Though the housing industry is still facing challenges, there are several bright spots that can be found in different regions throughout the country. For example, a CoreLogic study showed August home prices increasing in 12 states and Washington DC by up to 9 percent (West Virginia). And our comprehensive market analysis system, Local Housing Data, shows positive movement in overall unit sales in the northeast.
Though average sales prices seemed to settle a bit compared to the 2nd quarter, unit sales were up by as much as 15.5 percent in the third quarter. This shows a pickup in demand, likely due to a combination of historically low interest rates and low home prices. It is also positive to see the number of home sales increasing year over year, despite the elimination of the homebuyer tax credit last year. The table below lays out major market indicators for the northeast.

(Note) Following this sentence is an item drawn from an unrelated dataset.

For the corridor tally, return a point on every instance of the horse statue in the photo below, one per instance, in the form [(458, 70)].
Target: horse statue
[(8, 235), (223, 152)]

As mentioned before, mortgage rates are near historic lows, though they did spike last week. The 30-year FRM averaged 4.12 percent at the end of last week vs the prior week, when it averaged 3.94percent. A 15-year FRM averaged 3.37 percent up from the prior week when it averaged 3.26 percent. This uptick was likely related to a better than expected employment report for September.
Without a doubt, we are still in the midst of a buyer’s market. Extremely low prices and low interest rates remain wonderful incentives for homebuyers-there really hasn’t been a better time in recent history to purchase a home. In fact, as the Wall Street Journal recently stated: “It’s an excellent time to buy a house, either to live in for the long term or for investment income…Houses aren’t the magic wealth creators they were made out to be during the bubble. But when prices are low, loans are cheap and plump investment yields are scarce, buyers should jump.”
We would like to make a note to sellers, however. Due to the robo-signing controversy last year, you may have noticed that foreclosure numbers are dropping. Investigations were led into lender and foreclosure procedures, slowing down the overall processing times. However, there have been numerous predictions from major financial and real estate institutions, such as Standard & Poor, JP Morgan and Barclays stating that a glut of foreclosures, due in the coming months, will push prices down by another 6 or 7 percent. As a seller, you don’t want to have your home on the market when this happens. Sell now to avoid losing too much equity in the future.